Alan Simmons created TIKA-2188:
----------------------------------

             Summary: Illegal SAXException when using cTAKESParser
                 Key: TIKA-2188
                 URL: https://issues.apache.org/jira/browse/TIKA-2188
             Project: Tika
          Issue Type: Bug
          Components: cli, parser
    Affects Versions: 1.13
         Environment: Ubuntu 14.04.5 LTS
            Reporter: Alan Simmons


Contents:
1. Description of problem
2. My tika-config.xml file
3. My CTAKESConfig.properties file
4. Error stack of problem

DESCRIPTION OF PROBLEM:
I am trying to configure Tika to use cTAKES as a parser, per instructions in 
https://wiki.apache.org/tika/cTAKESParser.

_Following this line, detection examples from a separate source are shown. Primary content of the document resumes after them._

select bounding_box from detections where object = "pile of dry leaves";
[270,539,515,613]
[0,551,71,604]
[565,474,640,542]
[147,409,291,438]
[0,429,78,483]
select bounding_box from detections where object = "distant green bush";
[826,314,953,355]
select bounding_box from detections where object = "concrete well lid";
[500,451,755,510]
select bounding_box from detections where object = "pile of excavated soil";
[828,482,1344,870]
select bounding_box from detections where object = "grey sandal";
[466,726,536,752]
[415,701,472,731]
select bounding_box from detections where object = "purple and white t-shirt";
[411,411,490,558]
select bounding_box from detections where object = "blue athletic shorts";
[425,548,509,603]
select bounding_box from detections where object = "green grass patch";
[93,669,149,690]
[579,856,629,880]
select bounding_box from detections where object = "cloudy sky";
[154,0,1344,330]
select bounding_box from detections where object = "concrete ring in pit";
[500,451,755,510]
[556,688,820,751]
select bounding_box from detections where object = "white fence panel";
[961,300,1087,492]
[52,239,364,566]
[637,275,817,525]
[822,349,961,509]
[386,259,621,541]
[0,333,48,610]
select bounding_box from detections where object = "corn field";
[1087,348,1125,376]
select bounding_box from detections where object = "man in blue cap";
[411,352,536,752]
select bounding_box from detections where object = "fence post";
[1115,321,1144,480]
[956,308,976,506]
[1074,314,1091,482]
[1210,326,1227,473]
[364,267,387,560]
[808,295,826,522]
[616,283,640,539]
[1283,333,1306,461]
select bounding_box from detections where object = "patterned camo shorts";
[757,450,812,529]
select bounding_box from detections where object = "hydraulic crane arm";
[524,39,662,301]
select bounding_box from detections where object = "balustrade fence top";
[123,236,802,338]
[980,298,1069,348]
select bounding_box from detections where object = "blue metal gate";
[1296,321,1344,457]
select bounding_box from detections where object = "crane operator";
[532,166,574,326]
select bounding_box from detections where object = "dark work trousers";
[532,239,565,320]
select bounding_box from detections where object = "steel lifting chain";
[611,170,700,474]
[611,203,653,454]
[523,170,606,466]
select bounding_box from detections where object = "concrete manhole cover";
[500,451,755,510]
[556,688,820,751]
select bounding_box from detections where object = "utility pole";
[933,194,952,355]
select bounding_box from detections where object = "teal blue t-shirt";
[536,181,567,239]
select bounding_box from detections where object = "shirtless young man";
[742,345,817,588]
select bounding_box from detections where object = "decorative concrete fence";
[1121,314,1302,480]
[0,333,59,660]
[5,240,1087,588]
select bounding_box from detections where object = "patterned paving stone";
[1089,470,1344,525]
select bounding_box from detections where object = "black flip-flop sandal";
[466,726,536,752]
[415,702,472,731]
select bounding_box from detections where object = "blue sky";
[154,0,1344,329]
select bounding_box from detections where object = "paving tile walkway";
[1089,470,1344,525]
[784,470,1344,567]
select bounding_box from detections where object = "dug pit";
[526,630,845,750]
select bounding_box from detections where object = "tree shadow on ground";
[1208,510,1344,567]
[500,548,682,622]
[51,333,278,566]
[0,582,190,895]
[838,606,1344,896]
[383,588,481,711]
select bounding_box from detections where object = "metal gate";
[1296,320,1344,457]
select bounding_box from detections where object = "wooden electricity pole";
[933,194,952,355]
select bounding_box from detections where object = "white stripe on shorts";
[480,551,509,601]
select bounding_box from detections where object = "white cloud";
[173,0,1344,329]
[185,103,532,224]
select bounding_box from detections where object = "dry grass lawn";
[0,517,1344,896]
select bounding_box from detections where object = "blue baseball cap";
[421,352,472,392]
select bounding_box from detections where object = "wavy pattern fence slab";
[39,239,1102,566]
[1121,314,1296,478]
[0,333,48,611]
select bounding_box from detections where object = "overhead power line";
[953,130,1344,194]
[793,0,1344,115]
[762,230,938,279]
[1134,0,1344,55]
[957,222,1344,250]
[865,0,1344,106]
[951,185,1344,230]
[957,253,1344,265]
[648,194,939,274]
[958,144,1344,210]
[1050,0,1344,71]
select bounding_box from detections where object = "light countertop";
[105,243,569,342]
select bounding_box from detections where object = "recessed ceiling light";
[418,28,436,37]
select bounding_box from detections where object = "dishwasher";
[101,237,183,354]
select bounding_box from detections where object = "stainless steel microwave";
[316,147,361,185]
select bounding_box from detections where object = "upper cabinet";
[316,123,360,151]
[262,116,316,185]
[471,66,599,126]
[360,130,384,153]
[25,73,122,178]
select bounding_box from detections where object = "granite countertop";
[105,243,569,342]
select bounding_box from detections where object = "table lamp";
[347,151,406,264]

I am working on a Mac running Sierra (OSX 10.12.1). 

I was able to configure Tika 1.13 to run with cTAKES 3.2.2 as a parser in my 
OSX environment. In particular, I was able to run both the standalone app and 
server against the sample file (Vose...pdf) mentioned in the Wiki.

I then tried to configure Tika 1.15 (the version from the github repo) in a 
Docker container. The OS for the Docker is Ubuntu 14.04.5.

I tried to run the Tika standalone app jar against the Vose PDF. It failed with 
the stack trace that I include at the bottom of this message.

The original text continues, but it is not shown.